Venting the vessel is a snap, I'll machine a hole large enough into the cap to accept piping to vent this outdoors, add a water jacket to reflux any vapors back into the tank.

I'll be tapping into my waste oil boiler for heat so I'll use the thermostat from an old electric hot water tank because it can handle the temperature range I'm after. The thermostat will open and close without the aid of electricity, instead of triggering a heating element inside the hot water tank for my purpose the stat will trigger the circulation pump to come on as heat is called for.

Removing the spent catalyst from the reactor, this problem is solved by affixing a vibrator to the outside of the tank or underneath the platform of it rests

If you care to exert the energy, manually shaking the tank would accomplish the same, turning everything inside the tank to quick sand, a slurry that becomes mobile.

SSN is my solvent of choice.


----------



## Barren Realms 007 (Nov 14, 2011)

Hi Rusty,

That looks like a viable project that will work. The piping looks like PEX pipe, if it is you are in good shape. 

A ball valve on your pump to regulate flow will be your best bet for temperature regulation. Using a small water heater should do fine. You might want to be prepared to add one of those dual heaters built out of 4" square stock using water heater elements in line when you might need a boost of heat. 4 liters per minute might be enough flow but I think you might find you are going to need more than that. Since your leach should not generate any heat all of your heat will need to come from the water heater.

Using the thermostat to control the pump should work with no problem.
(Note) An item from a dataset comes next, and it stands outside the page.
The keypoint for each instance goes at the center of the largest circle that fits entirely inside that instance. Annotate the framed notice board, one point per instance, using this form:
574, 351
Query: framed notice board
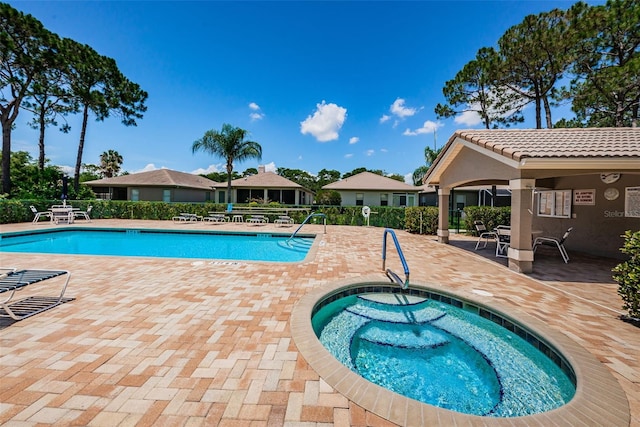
554, 203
That tank looks like a pool filter, if it has a drain on the bottom with a screen you can remove this and install a PVC ball valve to empty the tank once your material has been washed clean. Don't count on being able to unscrew the valve from the tank many times, the threads on the fiberglass tank do not hold up well to wear of this kind.

You could also consider a venturi to remove the material from the tank once it has been processed and cleaned. I have used them on application like what you are going to do and they are pretty effecient once you learn how to use them and know thier limitaions.


----------



## skippy (Nov 15, 2011)

I like it Rusty.

Barren, the tank is a well pressure tank, they have an air bladder that maintains pressure in between pumping cycles, which can be removed.
I read they are lined with HPDE, which is pretty chemical resistant, but not thermally very resistant. It's a fibreglass composite shell
and if the resin is vinyl ester, it the shell should be both chemically and thermally resistant.


----------



## rusty (Nov 15, 2011)

skippy said:


> I like it Rusty.
> 
> Barren, the tank is a well pressure tank, they have an air bladder that maintains pressure in between pumping cycles, which can be removed.
> I read they are lined with HPDE, which is pretty chemical resistant, but not thermally very resistant. It's a fibreglass composite shell
> and if the resin is vinyl ester, it the shell should be both chemically and thermally resistant.



Slight revision, instead of wrapping the reactor with Pex , I'm going to insert the vessel within a larger one filled with canola oil heated via an electric element, thermostat to control temperature. My shop is going to smell like French fries and fried chicken.

I do not have my waste oil boiler running yet, otherwise I could heat the oil with a liquid to liquid heat exchanger, but I think direct immersion of the heating element has this beat.

Our local highways department donated the rock salt for my SSN, I left some cash for the Christmas fund. . 

Some interesting facts, the salt was in a cold shed but is warm to the touch and it's pink.


----------



## skippy (Nov 15, 2011)

A nice thing about SSN is it doesn't seem to make anywhere near as much intense fumes as AR or a chlorine saturated solution, while still having a pretty powerful dissolving capability.

I like the revision to the setup, it should make the whole thing fit into a smaller footprint - less wasted heat then. And the most important thing - it's less complicated. Needless complication is always the enemy. 

I think the pex pipe heating would make more sense if you set up a really big reactor, or a whole whack of reactors that needed to be heated, and you could substitute a cheaper source of heat like gas instead of electricity.


----------



## jimmydolittle (Nov 15, 2011)

Here in Indiana the salt is coated with molasses, which helps keep the salt on the road surface longer. It is in fact a pink color when loaded into the trucks. I have not had the time to study this SSN Leachant process, but I'm wondering if the molasses will interfere in some way?


----------